The induction of lysosomal enzymes by Morpholine were examined in rabbits. Two acid hydrolases, alpha-mannosidase and acid phosphatase, were induced in the lung alveolar macrophages during the course of inhalation exposure (905 mg/m³, 250 ppm, 6 h/day, 5 days/week for a total of 33 exposures). The induction was also observed when macrophages were cultured in the presence of Morpholine (Tombropoulos, 1983).


 


Grodeckaja and Karamzina (1973) evaluated thyroid function as an indicator of Morpholine toxicity. In an inhalation study male rats were exposed to 0.08 g Morpholine/m³, 4 hours/day for 2, 4, or 8 days. Then iodine-131 was administered and thyroid gland uptake of iodine-131 was measured over 48 hours. Treated rats accumulated a larger amount of iodine-131 compared to control animals after 4 days exposure, indicating increased thyroid gland activity. Microscopic examination of the thyroid gland indicated hypersecretion by thyroid cells. As a main result increased thyroid activity was observed in rats. These changes have been evaluated as adaptive.

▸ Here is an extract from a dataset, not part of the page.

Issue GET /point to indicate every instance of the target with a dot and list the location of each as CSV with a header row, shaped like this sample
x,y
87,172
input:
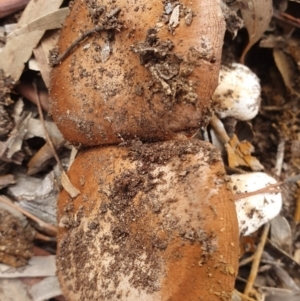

Justification for classification or non-classification

Classification, Labeling, and Packaging Regulation (EC) No 1272/2008

The available experimental test data are reliable and suitable for classification purposes under Regulation 1272/2008. The substance is not considered to be classified for repeated dose toxicity according to Regulation (EC) No 1272/2008 (CLP), as amended for the fifteenth time in Regulation (EU) 2020/1182.